IBM Watson for Cyber Security – the first ever augmented intelligence technology – in now available, which while working with IBM’s new Cognitive SOC platform will bring together advanced cognitive technologies into security operations centers.
IBM has trained Watson on the language of cyber security using over 1 million security documents and the team behind Watson for Cyber Security is confident that the supercomputer will be able to help security analysts parse thousands of natural language research reports that have never before been accessible to modern security tools.
Watson for Cyber Security will be mated with IBM’s new Cognitive SOC platform that will enable security teams around the world to respond to threats across endpoints, networks, users and cloud. IBM QRadar Advisor with Watson is the centerpiece of the platform, which taps into Watson’s corpus of cybersecurity insights. This new app is already being used by Avnet, University of New Brunswick, Sopra Steria and 40 other customers globally to augment security analysts’ investigations into security incidents.
The IBM Cognitive SOC platform puts cognitive technologies into security analysts’ hands, enhancing their ability to fill gaps in intelligence and act with speed and accuracy.

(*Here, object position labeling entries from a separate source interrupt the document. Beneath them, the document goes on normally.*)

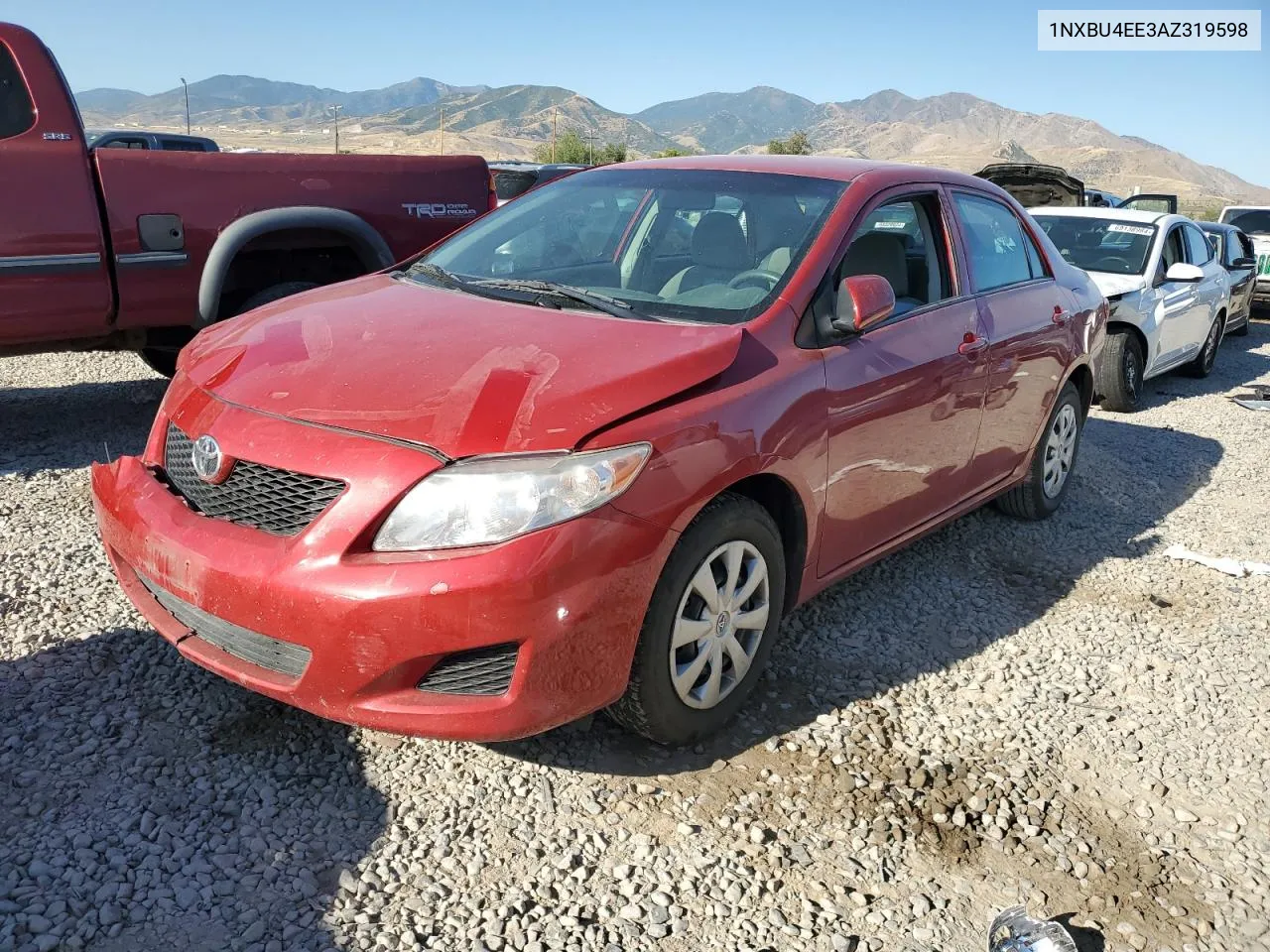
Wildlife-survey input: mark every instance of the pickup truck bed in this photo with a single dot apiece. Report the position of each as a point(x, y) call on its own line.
point(137, 249)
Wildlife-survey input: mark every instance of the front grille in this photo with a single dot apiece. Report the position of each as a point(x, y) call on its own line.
point(261, 651)
point(483, 670)
point(278, 502)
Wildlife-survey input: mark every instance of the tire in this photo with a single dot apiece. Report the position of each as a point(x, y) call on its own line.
point(653, 705)
point(275, 293)
point(162, 361)
point(1035, 498)
point(1206, 357)
point(1119, 382)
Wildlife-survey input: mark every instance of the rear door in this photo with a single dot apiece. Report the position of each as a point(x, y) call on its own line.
point(1164, 204)
point(905, 398)
point(54, 282)
point(1028, 321)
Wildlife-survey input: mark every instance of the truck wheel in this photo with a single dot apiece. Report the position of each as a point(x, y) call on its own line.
point(275, 293)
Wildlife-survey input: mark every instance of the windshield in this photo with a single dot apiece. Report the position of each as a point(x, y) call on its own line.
point(1250, 221)
point(698, 245)
point(1100, 244)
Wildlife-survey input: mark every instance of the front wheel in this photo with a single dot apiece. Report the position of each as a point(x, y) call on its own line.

The IBM QRadar Advisor with Watson app brings cognitive capabilities to aid security analysts in their investigations and remediation through IBM’s QRadar security intelligence platform. The solution assists in the investigation of potential threats by correlating Watson’s natural language processing capabilities across security blogs, websites, research papers along with other sources, with threat intel and security incident data from QRadar, which can shorten cyber security investigations from weeks and days, to minutes.
The need for Watson for Cyber Security and its associated technologies and apps is rooted in the fact that security teams sift through more than 200,000 security events per day on average, leading to over 20,000 hours per year wasted chasing false positives. There is an urgent need to bring in the advances in the field of cognitive technologies to aid security experts and teams around the world to not only reduce the burden of repetitive tasks, but also to gain a head start over cyber criminals and attackers by put in place measures that deter attacks in the first place.
IBM has also invested in research to bring cognitive tools into its global X-Force Command Center network, including a Watson-powered chatbot currently being used to interact with IBM Managed Security Services customers. IBM also revealed a new research project, code-named Havyn, pioneering a voice-powered security assistant that leverages Watson conversation technology to respond to verbal commands and natural language from security analysts.
IBM Security has also announced a new endpoint detection and response (EDR) solution called IBM BigFix Detect that will effectively extend the ability of the Cognitive SOC to endpoints. BigFix will help organizations gain full visibility into the constantly changing endpoint threat landscape while bridging the gap between malicious behavior detection and remediation.
When paired with the orchestration and automation capabilities of IBM Resilient’s Incident Response Platform (IRP), clients can turn cognitive SOC insight into action across enrichment, remediation, and mitigation functions. The IBM Cognitive SOC also brings together other technologies from IBM Security including i2 for cyber threat hunting and IBM X-Force Exchange.